It’s become cliché to comment on how remarkably
challenging the year 2020 has been. With or without the pandemic 2020 was our first year of operating a school, so regardless it was always going to be a challenging year.
We learnt many things in 2020. Here are but a few.
A year’s delay was a good thing
Our intention was to start the school in 2019, however we encountered a few planning issues with our neighbours which meant that the school’s opening was uncertain. I wrote at the time that I hoped that it would be our Hudaiybiyyah moment and one year on from starting the school, I can certainly say it has been.
In 2019 we ran a learning co-op with other interested families, all the while hoping that we’d be able to over the planning objections that were preventing us from starting the school. It was disappointing not being able to start in 2019 as we hoped, but we experienced so much running the learning co-op in 2019 that it meant we were much better prepared come the start of 2020. Saadia (the school’s Principal) took the time to develop the curriculum and oversee it’s implementation through the co-op educators. Great teachers are what make the the
school, and this was certainly a great development opportunity for us. The year’s grace also gave us the opportunity to comfortably complete the necessary infrastructure works and start to establish the systems and processes necessary to properly administer the school.
The year’s delay was indeed a blessing.
Lesson #2: We have our plan and Allah has His plan
Failing to plan is planning to fail, they say. Well we did have a plan for the year 2020, but so too did Allah.
I admit we failed to plan for operating the the school in the middle of a global pandemic. A minor oversight? Well, not quite.
We managed to squeeze in all but one term on site before we were forced to move to remote online learning. No easy task, but our teacher’s embraced it with the best of attitudes and our students kept on learning and developing despite nearly two terms off site.
Well done to all!
Lesson #3: We are the sum of multiple parts
Sometimes I have to pinch myself that we are actually running a school. We started off as a group of concerned parents who were searching for a better way to educate our children and today
we are officially on the register of schools in the State of Victoria.
How did this even happen?
When people think school, they think teachers and students. Absolutely that’s the core, but there are so many facets to running a school – there’s the infrastructure to look after, the government to report to, the IT systems to set-up, the kitchen to operate, the stakeholders to manage and the list could go on and on.
What’s been absolutely clear that one person can’t do it all. We
are the sum of multiple parts and we thank Allah for bringing us all together.

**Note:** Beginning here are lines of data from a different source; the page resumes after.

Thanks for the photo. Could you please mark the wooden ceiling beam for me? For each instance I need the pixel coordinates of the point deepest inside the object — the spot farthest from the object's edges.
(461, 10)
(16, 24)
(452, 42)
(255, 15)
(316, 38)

Lesson #4: Provision comes from where you never expect
Allah says in the Quran:
Whoever fears Allah Allah will find a way out for him and He will provide him from sources that he could never have imagined [Quran 65, Verses 2-3]
And last year was a testament to this.
Truth be known, being a new school we always had that worry about where our students would come from. As it turned out, we had students come to us from all over the place including three who arrived in Melbourne from Brazil (of all places!) and others who crossed the Yarra River daily to come to school.
Allah speaks the truth. Believe it. Live by it.
Lesson #5: Individualising learning is key
We’ve gotten to know our student’s really well this year and it has become abundantly clear that they are all individuals that really need their specific needs attended to.
One child may be struggling with their handwriting, but may
be amazing in the playground. Whilst another may be excelling academically, but needs to learn know how to manage their anger better. So, just how do each of these children need to be nurtured and educated?
Individualizing learning is key to a child developing holistically.
I’ve been immensely proud of our teacher’s ability and passion for catering to every single child individually. I shudder to think what a child really gets out of school if they are a part of a one size fits all, cookie cutter type system. We designed our school as a small school in order to be able to do this for the children that come under our care and it is something that we are absolutely committed to as the years roll by.
May Allah continue to make it possible.